Plus de 30 tonnes d'olives non conformes aux normes européennes relatives aux additifs alimentaires ont été saisies au cours des deux derniers mois, a annoncé la Douane française le 25 octobre.
Ces olives en saumure, importées du Maroc, étaient commercialisées par un grossiste basé en Seine-Saint-Denis en Île-de-France. La saisie a été justifiée par leur non-conformité à la législation en vigueur, posant ainsi un risque potentiel pour la santé.
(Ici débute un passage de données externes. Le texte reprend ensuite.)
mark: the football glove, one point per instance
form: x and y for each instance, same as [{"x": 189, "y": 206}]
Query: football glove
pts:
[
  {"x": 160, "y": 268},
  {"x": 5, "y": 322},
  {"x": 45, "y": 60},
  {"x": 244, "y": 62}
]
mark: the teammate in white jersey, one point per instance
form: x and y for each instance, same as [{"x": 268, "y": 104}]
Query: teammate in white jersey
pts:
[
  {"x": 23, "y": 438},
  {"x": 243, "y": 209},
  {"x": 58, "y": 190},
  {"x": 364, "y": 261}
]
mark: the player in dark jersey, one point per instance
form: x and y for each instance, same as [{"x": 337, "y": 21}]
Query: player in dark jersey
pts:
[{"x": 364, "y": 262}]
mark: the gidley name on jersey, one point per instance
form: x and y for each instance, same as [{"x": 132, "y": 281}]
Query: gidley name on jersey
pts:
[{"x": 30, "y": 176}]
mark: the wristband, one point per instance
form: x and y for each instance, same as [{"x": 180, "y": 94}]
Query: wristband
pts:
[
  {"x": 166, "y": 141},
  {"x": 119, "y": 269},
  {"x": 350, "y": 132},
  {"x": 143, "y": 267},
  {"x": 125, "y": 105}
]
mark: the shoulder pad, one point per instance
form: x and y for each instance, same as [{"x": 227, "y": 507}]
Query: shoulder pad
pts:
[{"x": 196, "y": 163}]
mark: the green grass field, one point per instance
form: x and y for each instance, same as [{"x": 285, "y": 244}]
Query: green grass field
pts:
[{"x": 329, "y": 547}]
Une enquête déclenchée par des alertes sanitaires
Dans le courant de l'année 2024, la Direction nationale du renseignement et des enquêtes douanières (DNRED) a alerté sur l'exportation d'olives marocaines contenant un conservateur allergène interdit. Après plusieurs investigations, un grossiste en Seine-Saint-Denis a été identifié comme un acteur clé, recevant régulièrement ces produits importés. Les olives, conditionnées en grands pots de douze kilos, étaient destinées à des revendeurs dans les marchés d'Île-de-France.
Des analyses révélatrices
Les agents enquêteurs se sont rendus au port du Havre, où la marchandise est arrivée par conteneurs maritimes. Des prélèvements sur les échantillons ont malheureusement révélé un taux excessif d'acide benzoïque et de sulfites allergènes, jugés dangereux, notamment pour les enfants. Comme l’indique François Veillerette, porte-parole de l’association Générations Futures, « si l’intention est simplement d’améliorer la couleur des olives, cela constitue en réalité une forme de fraude, le produit utilisé étant un fongicide et non un simple colorant ».
Un commerçant récidiviste
Depuis le premier contrôle, 28,5 tonnes de produits non conformes ont été saisies. Deux autres contrôles, effectués dans les entrepôts du grossiste, ont mis en lumière des références interdites supplémentaires, entraînant la confiscation de plus de 2 tonnes de marchandises additionnelles. L'enquêteur a déclaré que le commerçant était déjà connu pour des infractions similaires et pourrait faire face à une amende dont le montant n’est pas encore déterminé.
Cette affaire souligne l'engagement des autorités douanières dans la protection de la santé publique, surtout depuis le transfert des missions de contrôle sanitaire de la DGCCRF à la Douane française, effectif depuis le 1er juin 2023.